Officials told the Associated Press that the flu shot, made by Australia-based pharmaceutical company CSL Biotherapies, was tied to increased rates of high fever and seizures in children vaccinated in those countries this year.

The committee advised that doctors should avoid using the CSL Biotherapies vaccine in children under eight years of age and especially in those under the age of five.

Of the 170 million doses of the vaccine made by the company for the 2010-2011 influenza season, only a small portion are expected to hit the U.S.  The AP report, however, did not specify exactly how many doses would be shipped to the U.S.

The advisory comes on the heels of a Food and Drug Administration bulletin, released last week, which listed the approved flu vaccines for this upcoming influenza season.

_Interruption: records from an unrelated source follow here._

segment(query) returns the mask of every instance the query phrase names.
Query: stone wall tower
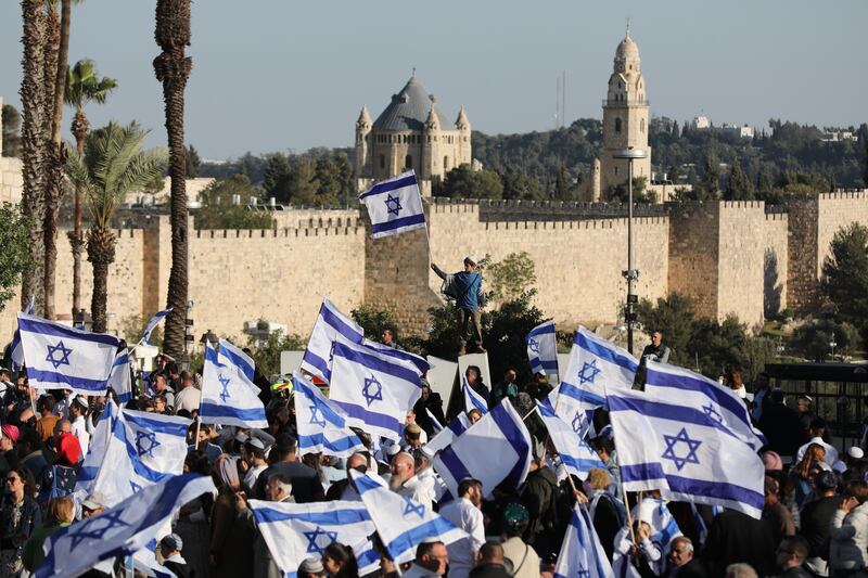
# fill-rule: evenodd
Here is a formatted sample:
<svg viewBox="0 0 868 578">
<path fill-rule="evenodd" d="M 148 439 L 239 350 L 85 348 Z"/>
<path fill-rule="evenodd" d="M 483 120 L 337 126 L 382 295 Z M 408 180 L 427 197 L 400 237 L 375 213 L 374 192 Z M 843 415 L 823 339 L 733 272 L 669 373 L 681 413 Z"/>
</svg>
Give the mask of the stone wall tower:
<svg viewBox="0 0 868 578">
<path fill-rule="evenodd" d="M 642 149 L 648 157 L 633 162 L 633 176 L 651 181 L 651 149 L 648 146 L 648 108 L 639 47 L 629 28 L 615 50 L 614 70 L 603 101 L 603 145 L 600 151 L 601 197 L 608 198 L 610 187 L 626 184 L 627 160 L 614 158 L 623 149 Z M 596 196 L 596 195 L 595 195 Z"/>
</svg>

The brand names and manufacturers for the upcoming season’s vaccines include Afluria from CSL Limited; Agriflu from Novartis Vaccines and Diagnostics; Fluarix from GlaxoSmithKline Biologicals; FluLaval from ID Biomedical Corporation; FluMist from MedImmune Vaccines Inc.; Fluvirin from Novartis Vaccines and Diagnostics Limited; and Fluzone and Fluzone High-Dose from Sanofi Pasteur Inc.

Vaccines for the 2010-2011 seasonal influenza contain strains from the pandemic (H1N1) 2009 influenza virus, A/Perth /16/2009 (H3N2)-like virus and B/Brisbane/60/2008-like virus.